The overall consensus regarding the core message of the Christian Scriptures is remarkably consistent, despite variations in both theology and practice among churches. The history of the church reveals twin impulses that have combined for centuries through the inward experience of spiritual devotion and the outward demonstration of service to others. We are reminded that divine grace is a gift but faith in the absence of service is lifeless. Contemplation and action go together like a hand in a glove.
Since its founding 160 years ago, Central College has expressed its faith affiliation by fostering an environment in which a personal spiritual journey is nurtured and active engagement in service is encouraged. Each member of this diverse campus community can find a way to connect through collective reflection and shared service.
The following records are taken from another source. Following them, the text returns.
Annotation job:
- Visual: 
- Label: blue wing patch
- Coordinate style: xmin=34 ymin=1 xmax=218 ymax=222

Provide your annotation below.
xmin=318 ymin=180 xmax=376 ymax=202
In the 2010 book American Grace: How Religion Divides and Unites Us, Robert D. Putnam (Harvard University) and David E. Campbell (University of Notre Dame) spend considerable time exploring extensive sociological research as it pertains to religion in America. In one section, they articulate the relationship between all types of religious affiliation and social phenomena such as neighborliness, service, philanthropy and civic engagement. They note that the effects of religious affiliation are pronounced in these areas of citizenship, when controlling for all other demographic variables. However, it turns out to be less a matter of theology or denominational affiliation. The effect appears to flow from the networks of relationships facilitated by religious organizations. To put it more simply, if you are a member of a religious community, you are more likely to give and to serve. They note:
“…religiously based social networks lead people not just inward to the church but outward to that wider secular community in terms of giving, volunteering and participating in civic life.”
I think the same is true for an academic community, especially one that brings together many people from various faith traditions deeply rooted in an appreciation for divine grace and volunteer service. These are principles that can guide us. These principles teach us that we are the humble beneficiaries of a world rich with natural resources and beauty; that we are privileged to express ourselves through art and creativity; that we are given the strength needed to learn, to work and to perform; and that together we can lift those in need to higher ground. It is our calling to serve.